Areas of investigation in Dr. David Evans’ laboratory include lentiviral resistance to tetherin (BST-2 or CD317),  the role of viral peptides in modulating natural killer (NK) cell activation through KIR-MHC class I interactions, and mechanisms of HIV-1 resistance to antibody-dependent cell-mediated cytotoxicity (ADCC). Tetherin is an interferon-inducible transmembrane protein that inhibits the detachment of enveloped viruses from infected cells. They found that Vpu protects HIV-1 infected cells from ADCC as a function of its ability to counteract tetherin (Arias et al. PNAS. 2015. PMID: 24733916). These results imply that tetherin serves as a link between innate and adaptive immunity to enhance the susceptibility of virus-infected cells to antibodies, suggesting that the antiviral activity of tetherin in vivo may be much greater than previously appreciated based on its ability to inhibit virus release in cell culture assays. They also identified peptides of SIV and HIV-1 that suppress NK cell responses by stabilizing the binding of common MHC class I molecules to inhibitory KIRs, revealing a mechanism by which immunodeficiency viruses may evade NK cell responses (Schafer et al. PLoS Pathog. 2015. PMID: 26333068; van Teijlingen et al. AIDS. 2014. PMID: 24785948; Hölzemer et al. PLoS Med. 2015. PMID: 26575988). As part of his thesis research in Dr. Evans’ laboratory, Benjamin von Bredow demonstrated a correlation between the ability of HIV-1 Env-specific antibodies to kill virus-infected cells by ADCC and to neutralize virus infectivity, indicating that the same structural features of the Env trimer that confer resistance to neutralization also protect virus-infected cells from elimination by antibodies (von Bredow et al. J. Virol. 2016. PMID: 27122574). Dr. von Bredow is currently a postdoctoral trainee in clinical microbiology at Pennsylvania State College of Medicine, Hershey, PA. Dr. Evans’ group collaborates with Drs. D. O’Connor, S. O’Connor, Friedrich and Reynolds (Schafer et al.
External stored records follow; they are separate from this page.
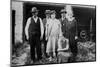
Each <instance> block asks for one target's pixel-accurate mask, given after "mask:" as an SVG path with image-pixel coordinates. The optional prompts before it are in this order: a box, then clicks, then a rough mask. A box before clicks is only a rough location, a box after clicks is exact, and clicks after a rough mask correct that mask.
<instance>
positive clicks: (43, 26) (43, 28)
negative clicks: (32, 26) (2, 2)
mask: <svg viewBox="0 0 100 67" xmlns="http://www.w3.org/2000/svg"><path fill="white" fill-rule="evenodd" d="M39 19H40V28H41V37H40V39H42V38H43V34H44V26H43V22H42V19H41V18H39Z"/></svg>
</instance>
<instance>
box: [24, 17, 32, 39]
mask: <svg viewBox="0 0 100 67" xmlns="http://www.w3.org/2000/svg"><path fill="white" fill-rule="evenodd" d="M30 20H31V18H28V20H27V22H26V27H25V35H26V38H27V39H29V34H28V28H29V25H30V23H31V22H30Z"/></svg>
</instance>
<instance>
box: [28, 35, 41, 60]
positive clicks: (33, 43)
mask: <svg viewBox="0 0 100 67" xmlns="http://www.w3.org/2000/svg"><path fill="white" fill-rule="evenodd" d="M29 43H30V52H31V59H32V60H33V61H34V60H36V57H35V55H36V54H37V60H40V59H41V43H40V36H39V35H36V34H35V35H34V34H31V35H30V36H29ZM35 48H36V51H35Z"/></svg>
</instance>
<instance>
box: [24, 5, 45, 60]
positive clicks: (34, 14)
mask: <svg viewBox="0 0 100 67" xmlns="http://www.w3.org/2000/svg"><path fill="white" fill-rule="evenodd" d="M31 13H32V17H29V18H28V20H27V24H26V27H25V34H26V38H27V40H29V44H30V52H31V59H32V60H33V61H35V60H36V57H35V56H36V54H37V60H40V59H41V43H40V40H41V39H42V38H43V33H44V28H43V23H42V20H41V18H40V17H38V16H37V15H38V10H37V8H36V7H32V10H31ZM35 48H36V51H35Z"/></svg>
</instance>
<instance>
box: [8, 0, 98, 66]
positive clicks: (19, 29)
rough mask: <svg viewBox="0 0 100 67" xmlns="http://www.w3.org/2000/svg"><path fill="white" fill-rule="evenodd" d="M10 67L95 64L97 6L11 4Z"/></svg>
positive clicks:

J. Immunol. 2014. PMID: 24453246; Arias et al. J. Virol. 2016. PMID: 27654287; Ries et al. PLoS Pathog. 2017. PMID: 28708886; Banerjee et al. J. Immunol. 2018. In press). Dr. Evan’s lab is supported by an R01 for which he is PI, an R33, the Primate Center P51, and a grant from the Dana Farber Cancer Institute/Gilead Sciences.